Wilson is the ideal quarterback for the way the NFL is headed. Shanahan always has been partial to pocket passers, but the way BYU's offense was structured should give the 49ers reason to believe he would be a seamless fit.
The 49ers' run game is predicated on the outside zone run and using play-action boots off that. A majority of college offenses have the quarterback primarily in shotgun, if not exclusively. But, per PFF's Seth Galina, BYU ran outside zone on 52 percent of its plays this season, and Wilson took 18 percent of his snaps under center. That means Wilson, unlike some quarterbacks entering the NFL, would feel comfortable running outside zone play-action and bootlegs. This season, Wilson used play-action on 38 percent of his dropbacks and recorded a passing grade of 92.9.
Wilson isn't a finished product, but there is reason to believe he could enter into the NFL and perform well immediately, given his familiarity with the offensive structure that a number of NFL teams use.
To top it off, Wilson's rocket of an arm is exactly what NFL general managers want. Per PFF, Wilson threw 38 passes from the left hash to within 10 yards of the right sideline with a grade of 96.4. Flip that -- throwing right to left -- and he had a grade of 90.5 on 29 throws.
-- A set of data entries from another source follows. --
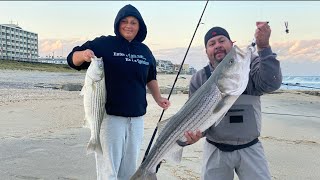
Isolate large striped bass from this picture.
[131,46,252,180]
[81,57,106,154]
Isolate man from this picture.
[185,22,282,180]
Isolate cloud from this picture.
[39,37,87,57]
[272,39,320,62]
[39,37,320,74]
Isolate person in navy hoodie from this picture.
[67,4,170,180]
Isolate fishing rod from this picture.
[142,0,209,172]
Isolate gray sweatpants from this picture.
[96,115,143,180]
[201,141,271,180]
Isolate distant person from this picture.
[185,22,282,180]
[67,5,170,180]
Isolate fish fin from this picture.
[177,140,189,147]
[157,118,170,134]
[213,95,238,126]
[164,144,183,163]
[130,168,157,180]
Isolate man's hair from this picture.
[204,26,231,47]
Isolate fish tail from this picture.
[130,169,157,180]
[87,139,102,154]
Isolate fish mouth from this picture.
[214,50,227,59]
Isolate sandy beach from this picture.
[0,70,320,180]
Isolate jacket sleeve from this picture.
[247,48,282,95]
[67,36,103,70]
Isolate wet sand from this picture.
[0,71,320,180]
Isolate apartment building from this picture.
[0,24,38,61]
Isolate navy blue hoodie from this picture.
[67,5,157,117]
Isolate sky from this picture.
[0,1,320,75]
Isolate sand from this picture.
[0,70,320,180]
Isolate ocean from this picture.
[280,76,320,90]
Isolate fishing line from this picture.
[142,0,209,172]
[281,83,320,89]
[262,112,320,118]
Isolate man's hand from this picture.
[254,22,271,50]
[184,130,202,144]
[82,49,95,62]
[157,97,170,109]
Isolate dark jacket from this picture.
[67,5,156,117]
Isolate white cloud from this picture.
[39,37,87,57]
[39,37,320,74]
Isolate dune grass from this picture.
[0,60,78,72]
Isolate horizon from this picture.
[0,1,320,75]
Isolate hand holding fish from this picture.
[157,97,170,109]
[184,130,202,144]
[254,22,271,50]
[82,49,95,62]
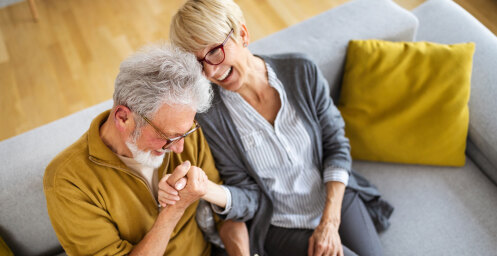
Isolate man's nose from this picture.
[169,138,185,154]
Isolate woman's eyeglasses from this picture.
[198,29,233,65]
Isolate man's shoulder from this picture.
[43,133,89,189]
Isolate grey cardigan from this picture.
[197,54,393,255]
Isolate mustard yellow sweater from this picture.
[43,111,220,255]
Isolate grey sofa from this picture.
[0,0,497,255]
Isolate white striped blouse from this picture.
[221,64,349,229]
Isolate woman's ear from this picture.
[240,23,250,47]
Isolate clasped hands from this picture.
[157,161,208,210]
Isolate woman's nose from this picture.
[202,62,219,78]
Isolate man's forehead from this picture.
[152,104,196,135]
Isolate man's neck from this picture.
[100,116,132,157]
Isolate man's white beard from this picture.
[126,139,170,169]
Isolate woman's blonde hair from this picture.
[169,0,245,52]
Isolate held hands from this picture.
[308,222,343,256]
[158,161,208,210]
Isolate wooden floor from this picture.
[0,0,497,141]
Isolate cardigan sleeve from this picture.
[309,61,352,173]
[197,100,261,221]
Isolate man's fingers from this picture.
[174,177,186,191]
[307,236,314,256]
[314,242,326,256]
[166,160,191,186]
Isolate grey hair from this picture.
[113,43,212,127]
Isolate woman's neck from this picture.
[237,55,269,102]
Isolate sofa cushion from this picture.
[249,0,418,101]
[0,237,14,256]
[353,159,497,255]
[338,40,474,166]
[413,0,497,183]
[0,100,112,255]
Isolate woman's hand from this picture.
[307,222,343,256]
[157,174,186,207]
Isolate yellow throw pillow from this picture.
[338,40,475,166]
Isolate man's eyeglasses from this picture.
[140,115,200,149]
[198,29,233,65]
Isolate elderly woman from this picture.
[163,0,392,255]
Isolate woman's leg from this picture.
[264,225,356,256]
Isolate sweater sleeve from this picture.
[45,180,133,255]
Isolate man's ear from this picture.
[114,105,135,134]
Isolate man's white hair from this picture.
[113,43,212,127]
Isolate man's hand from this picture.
[308,222,343,256]
[158,161,208,210]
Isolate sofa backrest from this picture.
[248,0,418,102]
[413,0,497,184]
[0,100,112,255]
[0,0,417,255]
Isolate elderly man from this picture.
[44,45,248,255]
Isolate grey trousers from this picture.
[264,188,383,256]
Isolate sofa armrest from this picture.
[413,0,497,183]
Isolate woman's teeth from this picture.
[217,68,232,81]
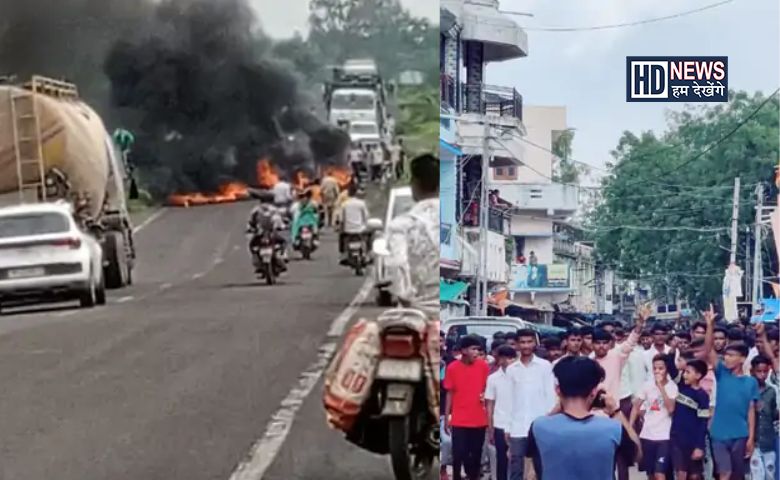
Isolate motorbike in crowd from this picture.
[247,230,285,285]
[293,225,319,260]
[347,309,440,480]
[344,234,368,277]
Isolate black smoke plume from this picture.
[0,0,348,195]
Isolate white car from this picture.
[441,317,540,345]
[374,187,414,307]
[349,120,382,143]
[0,202,106,314]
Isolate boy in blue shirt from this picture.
[670,359,710,480]
[710,342,759,480]
[526,356,639,480]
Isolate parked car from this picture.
[374,187,414,307]
[441,316,542,345]
[0,202,106,314]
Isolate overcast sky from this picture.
[487,0,780,183]
[249,0,439,38]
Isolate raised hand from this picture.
[701,303,715,325]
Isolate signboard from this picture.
[509,263,569,291]
[547,263,569,288]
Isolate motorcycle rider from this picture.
[290,188,319,248]
[385,154,439,321]
[320,174,341,227]
[247,192,287,273]
[349,142,366,179]
[339,185,369,264]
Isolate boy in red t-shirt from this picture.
[444,335,489,480]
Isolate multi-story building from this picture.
[440,0,528,314]
[490,106,579,323]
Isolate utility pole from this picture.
[477,120,493,316]
[744,225,753,301]
[729,177,739,265]
[751,183,764,312]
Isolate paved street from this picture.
[0,189,389,480]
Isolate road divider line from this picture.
[133,208,167,233]
[230,277,374,480]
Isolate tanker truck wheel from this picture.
[103,232,129,289]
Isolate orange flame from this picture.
[293,170,311,190]
[257,158,279,188]
[168,182,249,207]
[324,165,352,190]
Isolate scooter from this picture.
[347,309,440,480]
[345,235,368,277]
[250,232,284,285]
[298,225,317,260]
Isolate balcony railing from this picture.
[461,84,523,120]
[439,73,458,108]
[496,183,579,214]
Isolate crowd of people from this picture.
[349,138,406,182]
[441,307,780,480]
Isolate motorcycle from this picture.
[345,235,368,277]
[298,226,317,260]
[347,309,440,480]
[249,232,284,285]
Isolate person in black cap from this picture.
[444,335,489,480]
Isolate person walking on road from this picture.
[339,186,369,262]
[485,344,517,480]
[506,329,556,480]
[320,175,341,227]
[444,335,489,480]
[385,155,440,321]
[526,357,639,480]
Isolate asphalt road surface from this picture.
[0,189,392,480]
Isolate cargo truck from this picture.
[0,76,136,289]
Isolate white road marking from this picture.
[225,277,373,480]
[133,208,167,233]
[328,276,374,337]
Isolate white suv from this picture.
[0,202,106,308]
[374,187,414,307]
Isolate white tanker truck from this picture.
[0,76,135,289]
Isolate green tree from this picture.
[309,0,439,81]
[552,128,587,184]
[588,92,780,306]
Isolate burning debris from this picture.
[105,0,298,197]
[0,0,349,198]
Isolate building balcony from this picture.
[509,263,572,292]
[439,73,458,109]
[461,84,523,122]
[491,183,579,216]
[450,0,528,62]
[553,234,593,260]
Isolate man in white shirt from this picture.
[616,338,647,480]
[390,142,401,182]
[271,180,293,207]
[349,143,366,179]
[339,186,369,257]
[485,345,517,480]
[369,145,385,181]
[507,329,558,480]
[644,323,672,382]
[385,154,441,321]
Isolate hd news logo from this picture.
[626,57,729,102]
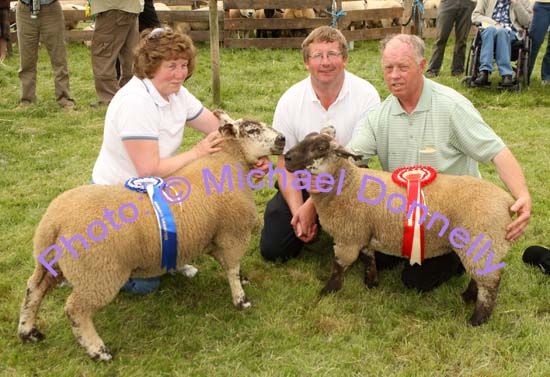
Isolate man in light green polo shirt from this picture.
[348,34,531,290]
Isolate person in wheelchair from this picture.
[472,0,533,87]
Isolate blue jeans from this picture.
[479,26,517,76]
[529,2,550,80]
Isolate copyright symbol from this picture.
[160,177,191,204]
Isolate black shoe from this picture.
[401,253,464,292]
[474,71,489,85]
[523,246,550,275]
[426,71,439,79]
[90,101,108,109]
[500,75,514,86]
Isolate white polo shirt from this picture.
[92,76,204,184]
[273,71,380,152]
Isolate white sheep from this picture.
[283,8,315,37]
[229,9,254,38]
[253,9,283,38]
[18,111,284,360]
[341,0,368,30]
[285,130,514,326]
[367,0,403,28]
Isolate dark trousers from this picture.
[138,0,160,33]
[260,186,309,262]
[428,0,475,74]
[529,2,550,81]
[92,9,139,103]
[116,0,160,80]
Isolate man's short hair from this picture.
[133,28,197,79]
[302,26,348,62]
[380,34,426,64]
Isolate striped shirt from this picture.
[348,78,505,177]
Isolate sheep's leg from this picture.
[462,279,477,303]
[320,245,361,296]
[18,263,62,342]
[65,273,130,361]
[361,248,378,288]
[211,242,252,309]
[470,271,500,326]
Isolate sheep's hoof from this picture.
[235,297,252,310]
[462,290,477,303]
[319,281,342,296]
[239,276,250,285]
[90,346,113,361]
[19,327,44,342]
[365,278,379,289]
[468,314,489,326]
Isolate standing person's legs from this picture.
[260,190,309,262]
[0,8,10,63]
[118,13,139,88]
[540,32,550,84]
[92,10,127,104]
[428,1,457,75]
[139,0,160,33]
[451,0,475,75]
[529,2,550,81]
[15,2,40,103]
[40,1,72,106]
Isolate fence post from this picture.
[401,0,413,34]
[208,0,221,107]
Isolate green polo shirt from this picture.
[348,78,505,177]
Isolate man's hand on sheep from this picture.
[290,199,317,243]
[191,131,223,158]
[493,147,531,241]
[252,156,271,183]
[506,195,531,241]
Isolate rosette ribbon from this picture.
[392,166,437,266]
[125,177,178,271]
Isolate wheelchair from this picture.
[462,25,532,92]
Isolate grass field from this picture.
[0,41,550,377]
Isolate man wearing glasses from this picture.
[260,26,380,261]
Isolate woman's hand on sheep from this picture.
[506,196,531,241]
[191,131,223,159]
[252,156,271,183]
[290,199,317,243]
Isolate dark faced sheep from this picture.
[285,130,514,326]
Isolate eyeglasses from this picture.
[147,27,171,39]
[307,51,342,63]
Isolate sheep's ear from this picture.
[334,145,363,161]
[212,109,233,126]
[320,126,336,139]
[218,123,239,137]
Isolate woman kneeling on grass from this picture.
[92,28,222,294]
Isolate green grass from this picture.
[0,41,550,376]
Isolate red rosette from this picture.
[391,165,437,187]
[392,165,437,265]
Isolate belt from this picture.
[19,0,57,6]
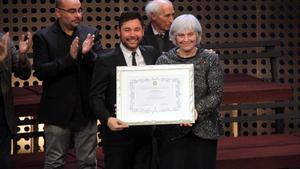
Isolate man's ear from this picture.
[150,12,157,20]
[55,8,61,18]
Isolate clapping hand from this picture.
[19,32,32,62]
[19,32,32,55]
[70,36,79,59]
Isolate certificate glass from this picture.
[117,64,195,125]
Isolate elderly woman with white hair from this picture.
[156,14,223,169]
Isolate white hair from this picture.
[145,0,173,17]
[169,14,202,46]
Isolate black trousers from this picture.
[102,128,152,169]
[0,107,11,169]
[158,134,217,169]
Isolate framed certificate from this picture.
[117,64,195,125]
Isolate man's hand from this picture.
[70,36,79,59]
[179,110,198,127]
[19,32,32,62]
[82,34,95,54]
[0,32,9,62]
[107,117,129,131]
[19,32,32,55]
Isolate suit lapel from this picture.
[139,46,153,65]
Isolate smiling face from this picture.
[118,19,144,51]
[56,0,82,31]
[175,31,197,55]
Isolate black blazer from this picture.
[142,24,175,53]
[33,22,102,127]
[90,45,159,125]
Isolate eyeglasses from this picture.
[57,8,83,14]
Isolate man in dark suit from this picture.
[0,32,32,169]
[90,12,159,169]
[33,0,102,169]
[142,0,175,53]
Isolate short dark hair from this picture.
[118,11,144,28]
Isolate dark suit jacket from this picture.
[33,22,102,127]
[142,24,175,53]
[0,33,31,133]
[90,46,159,144]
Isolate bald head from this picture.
[145,0,175,33]
[55,0,81,8]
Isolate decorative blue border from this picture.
[129,78,181,112]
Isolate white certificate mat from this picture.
[117,64,195,125]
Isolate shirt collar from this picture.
[151,24,165,35]
[120,42,142,58]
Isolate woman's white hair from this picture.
[169,14,202,46]
[145,0,172,17]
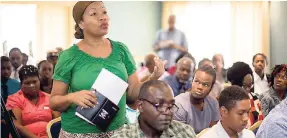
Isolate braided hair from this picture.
[19,65,39,84]
[268,64,287,87]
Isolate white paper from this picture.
[75,112,95,126]
[92,68,128,104]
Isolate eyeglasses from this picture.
[275,73,287,80]
[140,99,178,113]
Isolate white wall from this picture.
[270,1,287,67]
[104,1,161,62]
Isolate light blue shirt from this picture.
[173,92,220,134]
[256,98,287,138]
[154,29,188,68]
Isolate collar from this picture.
[19,89,46,98]
[253,71,267,82]
[137,119,175,138]
[214,120,243,138]
[126,105,138,112]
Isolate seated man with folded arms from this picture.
[111,80,196,138]
[163,57,195,96]
[174,65,220,134]
[256,97,287,138]
[200,85,255,138]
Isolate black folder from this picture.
[76,91,120,131]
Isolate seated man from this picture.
[198,58,224,99]
[140,54,169,82]
[256,97,287,138]
[174,65,220,133]
[164,57,195,96]
[200,85,255,138]
[111,80,195,138]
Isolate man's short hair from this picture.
[218,85,249,110]
[198,58,212,67]
[195,65,216,88]
[138,80,169,99]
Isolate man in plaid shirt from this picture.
[111,80,196,138]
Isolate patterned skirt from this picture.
[59,129,114,138]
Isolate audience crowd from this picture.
[1,1,287,138]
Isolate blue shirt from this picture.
[163,75,191,97]
[256,98,287,138]
[154,29,188,68]
[1,78,20,101]
[126,105,140,124]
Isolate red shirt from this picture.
[6,90,52,138]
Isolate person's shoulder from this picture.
[8,90,25,102]
[9,90,23,97]
[242,129,255,138]
[198,126,218,138]
[111,123,139,138]
[170,120,193,131]
[39,90,50,97]
[175,92,190,103]
[59,44,78,58]
[109,39,134,52]
[170,120,196,138]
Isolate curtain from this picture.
[162,2,270,70]
[0,1,75,62]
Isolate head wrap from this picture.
[73,1,95,39]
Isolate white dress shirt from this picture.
[253,71,269,95]
[200,121,255,138]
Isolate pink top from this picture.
[6,90,52,138]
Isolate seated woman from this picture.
[259,64,287,117]
[38,60,54,94]
[227,62,263,127]
[6,65,60,138]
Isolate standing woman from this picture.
[259,64,287,117]
[38,60,54,94]
[50,1,164,138]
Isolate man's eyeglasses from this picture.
[140,99,178,113]
[275,73,287,80]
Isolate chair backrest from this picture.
[46,117,61,138]
[248,120,263,132]
[196,128,210,138]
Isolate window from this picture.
[0,4,36,56]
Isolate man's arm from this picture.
[173,102,187,124]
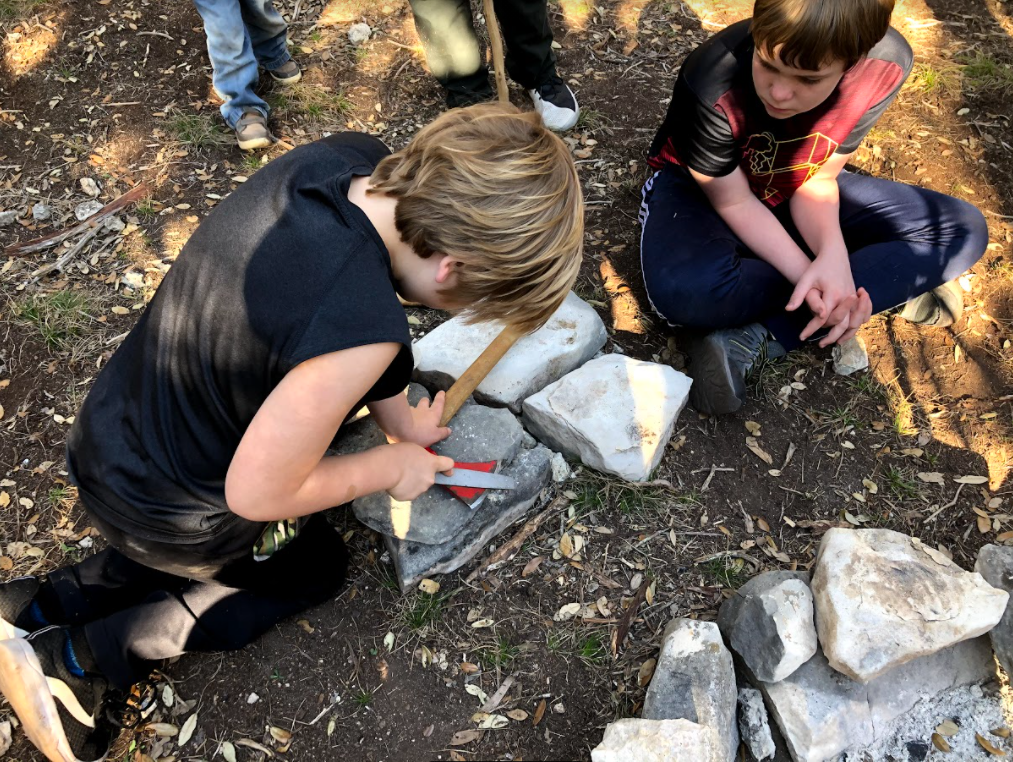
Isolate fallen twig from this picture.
[4,182,148,256]
[465,496,569,584]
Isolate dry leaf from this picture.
[637,659,657,688]
[531,698,545,728]
[418,578,440,595]
[521,555,545,577]
[746,437,774,466]
[975,733,1006,757]
[932,733,949,752]
[450,731,482,746]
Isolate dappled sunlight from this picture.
[3,11,66,77]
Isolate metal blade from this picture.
[437,468,517,489]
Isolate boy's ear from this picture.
[437,254,461,284]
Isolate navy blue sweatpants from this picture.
[640,167,989,350]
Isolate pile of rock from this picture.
[337,294,691,590]
[592,529,1013,762]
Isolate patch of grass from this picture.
[398,593,447,632]
[0,0,47,21]
[883,466,918,500]
[700,557,750,590]
[13,291,92,352]
[165,111,232,150]
[477,635,521,670]
[961,53,1013,95]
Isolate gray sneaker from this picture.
[267,58,303,85]
[236,110,275,151]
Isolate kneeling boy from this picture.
[0,104,583,762]
[640,0,988,414]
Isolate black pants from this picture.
[411,0,555,100]
[49,515,348,689]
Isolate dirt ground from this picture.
[0,0,1013,762]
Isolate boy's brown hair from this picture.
[752,0,894,71]
[370,103,583,331]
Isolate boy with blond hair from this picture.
[640,0,988,414]
[0,104,583,762]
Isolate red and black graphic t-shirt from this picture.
[648,19,914,207]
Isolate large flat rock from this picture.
[524,355,693,481]
[751,637,995,762]
[717,572,816,683]
[812,529,1009,682]
[975,545,1013,676]
[642,619,738,762]
[412,292,608,412]
[348,404,526,545]
[591,718,713,762]
[384,445,552,590]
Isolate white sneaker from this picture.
[528,74,580,132]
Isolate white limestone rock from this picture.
[812,529,1009,682]
[831,336,869,376]
[642,619,738,762]
[591,718,713,762]
[412,293,607,412]
[717,572,816,683]
[524,355,693,481]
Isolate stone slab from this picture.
[412,292,608,412]
[384,445,552,590]
[524,355,693,481]
[812,529,1009,682]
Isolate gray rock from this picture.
[751,637,994,762]
[975,545,1013,675]
[412,293,607,412]
[717,572,816,683]
[352,405,522,545]
[591,718,713,762]
[812,529,1009,682]
[74,200,102,222]
[832,336,869,376]
[642,619,738,762]
[348,21,373,46]
[384,445,552,590]
[738,688,777,762]
[524,355,692,481]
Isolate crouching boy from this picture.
[0,104,583,762]
[641,0,988,413]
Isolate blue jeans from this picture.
[193,0,292,128]
[640,167,989,350]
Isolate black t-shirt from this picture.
[648,19,914,207]
[67,133,412,552]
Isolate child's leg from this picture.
[193,0,268,129]
[240,0,292,71]
[83,515,347,688]
[640,169,798,340]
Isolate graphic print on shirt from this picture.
[743,132,841,206]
Plain and simple, Wilson was a stud in 2020. He'd almost certainly be the No. 1 pick in a draft that didn't have a transcendent talent like Lawrence, and I expect he'll pass Fields as the No. 2 QB by the time the draft rolls around.
Garoppolo almost certainly will be back as the 49ers' starter in 2021. They've won a lot when he's been healthy and can use what is likely to be a top-12 pick to bolster the secondary or get another edge rusher. That's the smart thing to do when you have a roster that's built to win now.
But we know the 49ers have sent scouts to watch Wilson. They had to have liked what they saw. He's out of their draft range now, though, and it would take a kingly sum to move up into the top five, perhaps to No. 2, to grab him.
It's not a decision I expect the 49ers to make. They want to stockpile and replenish draft capital. But can you put a price on drafting a franchise QB?
Yes, you can. And Wilson just might be worth it for the 49ers.